I fall asleep immediately (thank goodness) but soon awake, again and again, with my mind suffused with dreams and experiences from the most mundane to the otherworldly. When my sleep problems worsened in recent years, I sought medical and alternative medicine consultations and cures. My three sleep studies (done by an EEG, an electroencephalogram, and an innovative home device under development) all had remarkably consistent findings: I drop into slumber but then awake as often as dozens of times a night -- though not significantly attributable to apnea (breathing problems), neurological illness (restless legs syndrome or early Parkinson's disease) or other known causes. The conclusion was that my sleep is disrupted (I knew that) for reasons not understood (at least not signaling worrisome diseases).

What could I do? There are the general measures of avoiding caffeine late in day, getting exercise, limiting alcohol to modest consumption, not getting all riled up before bedtime and the like: This is called sleep hygiene. I had been trying these but with limited effect. As a doctor, I am not against medications but tend to be conservative and hoped to avoid sleeping pills.

But my fatigue was wearing me down. After a year or more of waking in the morning needing a nap I decided to try various sleeping agents. I tried melatonin, homeopathic remedies and other non-prescription aids without benefit.

I had taken Ambien® (zolpidem) on overnight plane flights and it had worked. I began on a trial of this medication, in its short and longer-acting forms. It was helping, a little, in that I awoke less often and my overactive dreaming was muted. I was concerned about getting dependent on a sleeping pill but zolpidem's pharmacology suggests it does not produce withdrawal or a need for higher doses. I began taking it a few nights a week to see if I might change my sleep pattern.

Then one night the strangest thing happened. After a few hours of sleep, I got up, went to the bathroom and ran water for a bath. My wife was sound asleep, as is her great fortune. It had been a while since I took a bath in this country and never in the middle of the night. The water was pleasantly warm when I immersed myself. I realized that the t-shirt I had left on was getting drenched so I took it off and draped it over the tub's edge. I wondered what I was doing in the bath but it was pleasant and I continued to soak luxuriously, not bothering to lather with any soap. I carefully replaced the towel on the rack but left the bath mat on the floor and wet garments scattered about. When I awoke in the morning the proof of my twilight behavior was indisputable: a wet shirt and towels in the bathroom, a closet cabinet open where I had fetched fresh and dry underwear that I was now wearing, and a dim recollection of having taken a relaxing bath. My wife did not awake so could not confirm my meanderings but could see the detritus I had left.

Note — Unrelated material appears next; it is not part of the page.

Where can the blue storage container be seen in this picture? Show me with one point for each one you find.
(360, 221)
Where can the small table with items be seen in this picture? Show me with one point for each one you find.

When I told my doctor about my sleepwalking experience he said we better find another medication. I know he was not trying to deprive me of tub pleasures but rather prevent some unwelcome accident during the night, whatever that might be.

Sleepwalking, I thus attest, is for real. I don't know the full measure of what is possible during this altered state. I don't want to find out. I would rather toss and turn, or maybe just get up and take a bath.

The opinions expressed here are solely my own as a psychiatrist and public health advocate. I receive no support from any pharmaceutical or device company.